Marcello Macchia rivede il suo Maccio Capatonda in una serie incredibilmente coraggiosa. Affronta i propri demoni, i personaggi cult, il legame con i fan. Smonta e ricompone se stesso, guardando in faccia la propria libertà di cambiare, di innovarsi. Prende posizione, esce dallo schema, distrugge l'algoritmo. Finalmente. Scritta insieme ad Alessandro Bosi, Mary Stella Brugiati e Valerio Desirò (che troviamo anche nel cast, in un ruolo determinante, dopo aver accompagnato Maccio per anni negli sketch), e diretta insieme ad Alessio Dogana, Sconfort Zone è l'illuminazione che aspettavamo (la trovate su Prime Video dal 20 marzo). Una presa di coscienza che diventa all'improvviso specchio contemporaneo: Maccio alias Marcello racconta con serissima ironia un'epoca sovraesposta, caricata, distratta, e lo fa con una sincerità talmente potente da risultare catartica.
Sconfort Zone: la terapia d'urto di Marcello Macchia

Si parlava di coraggio: ci vuole fegato per guardarsi allo specchio, mandando in frantumi la propria immagine. Dietro Sconfort Zone la miccia di Marcello Macchia, rimasto a corto di ispirazione. Un foglio bianco, il blocco dello scrittore, le idee che mancano. È stato già fatto e detto tutto, e i personaggi-fenomeni di Maccio non sembrano più adatti: bisogna ucciderli per poter tornare a vivere (ma state tranquilli, lo ha detto lo stesso Macchia, il saluto momentaneo è frutto di una transizione artistica).
La produzione sta aspettando il pitch per una nuova serie, e quindi serve una terapia d'urto: nonostante gli avvertimenti del suo manager (interpretato dal vero manager dell'artista, Luca Confortini), e nonostante i dubbi della sua compagna (Francesca Inaudi), Marcello/Maccio accetta di seguire i consigli di uno psicologo-guru (Giorgio Montanini). Dovrà superare sfide impensabili, oltre l'inaudito, per ritrovare - chissà - l'ispirazione perduta.
La libertà di essere vulnerabili, oggi

Vedendo Sconfort Zone, ci scommettiamo, stabilirete immediatamente una connessione con questo nuovo Maccio: meglio di altri, ha saputo raccontare in otto puntata da mezz'ora un'epoca costantemente caricata, capace di consumare l'ispirazione e il senso artistico in nome di una formattazione intellettuale dai confini standardizzati: ci ritroviamo a fare tutto, senza voler far nulla. È una scelta linguistica quasi rivoluzionaria quella di Marcello Macchia (ha ammesso che la sceneggiatura è in parte autobiografica, avendo affrontato effettivamente una crisi di idee), che sceglie di uscire dalla zona di confort (e mai titolo più azzeccato) per strutturare una serie tv tout court, curata nella struttura e nelle sue svolte, registrando un umorismo meta-narrativo, dai toni surreali, e legato ad un'uniformità relativa all'ironia scelta.
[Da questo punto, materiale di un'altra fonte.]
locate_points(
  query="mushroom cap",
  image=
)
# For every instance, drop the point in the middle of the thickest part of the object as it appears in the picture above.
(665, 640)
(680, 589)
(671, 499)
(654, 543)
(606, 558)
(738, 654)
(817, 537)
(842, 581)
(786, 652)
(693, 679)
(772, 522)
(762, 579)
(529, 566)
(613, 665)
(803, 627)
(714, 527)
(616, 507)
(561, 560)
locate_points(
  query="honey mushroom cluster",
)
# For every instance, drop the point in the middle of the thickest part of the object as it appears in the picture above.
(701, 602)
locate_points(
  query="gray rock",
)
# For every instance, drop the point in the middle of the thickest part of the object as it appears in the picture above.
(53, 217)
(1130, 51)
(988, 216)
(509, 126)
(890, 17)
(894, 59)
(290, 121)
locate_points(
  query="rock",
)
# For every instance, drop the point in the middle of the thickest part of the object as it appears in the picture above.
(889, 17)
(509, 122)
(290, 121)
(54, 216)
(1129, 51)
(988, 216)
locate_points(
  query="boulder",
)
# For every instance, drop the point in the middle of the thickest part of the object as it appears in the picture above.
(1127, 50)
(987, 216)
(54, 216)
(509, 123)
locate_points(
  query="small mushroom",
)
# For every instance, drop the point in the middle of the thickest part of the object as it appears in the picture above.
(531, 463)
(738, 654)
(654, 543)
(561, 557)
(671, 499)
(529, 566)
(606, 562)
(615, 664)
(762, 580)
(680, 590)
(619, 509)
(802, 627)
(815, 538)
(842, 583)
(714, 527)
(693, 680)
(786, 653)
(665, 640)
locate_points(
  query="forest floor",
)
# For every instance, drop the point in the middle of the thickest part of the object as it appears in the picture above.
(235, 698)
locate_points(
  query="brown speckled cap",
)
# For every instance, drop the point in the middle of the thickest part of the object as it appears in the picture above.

Ovvero, la comicità in Sconfort Zone non è il fulcro, né il fine, bensì diventa il pretesto per spostare l'attenzione, prendendosi la responsabilità di cambiare, sfidando l'intero settore, levandosi le maschere, mostrandosi nudo e straordinariamente vulnerabile. Maccio taglia a metà quella tavolozza emotiva che, complici i troppi stimoli, rende nebulose le nostre scelte. Uno spunto potentissimo, se considerato quanto oggi la società tenda a togliere il respiro in nome di una costante produttività, inseguendo un'effimera performance che martella e corrode.

La stratificazione comica, insomma, è sovrapponibile alla rivoluzione interiore, e in contrasto ad una società che tende ad escludere i pensieri più originali. In mezzo, a legare gli episodi, le reference con cui Macchia è cresciuto: torna Ritorno al futuro - di cui Sconfort Zone riprende alcuni elementi - e torna il suo immaginario pop che lo ha formato (con tanto di omaggio a Non è la Rai), rendendolo, per distacco, il migliore tra gli autori comici. Come dimostra una serie dallo spirito riottoso e splendidamente umanista.
Conclusioni
La maturazione artistica e personale di Marcello Macchia alias Maccio Capatonda. Il punto di svolta, lo sguardo umanista verso la comicità immediata, e quindi il ragionamento che passa attraverso una crisi anche figlia dei tempi sovraesposti che viviamo. Il comico non è più solo comico, ma anche specchio in cui riflettersi, per elaborare al meglio quell'evoluzione fondamentale per ogni artista. Applausi.
Perché ci piace
- L'idea assolutamente coraggiosa.
- L'altalena comica.
- Il cast di contorno.
- Il finale.
Cosa non va
- Addirittura, otto puntante sembrano poche.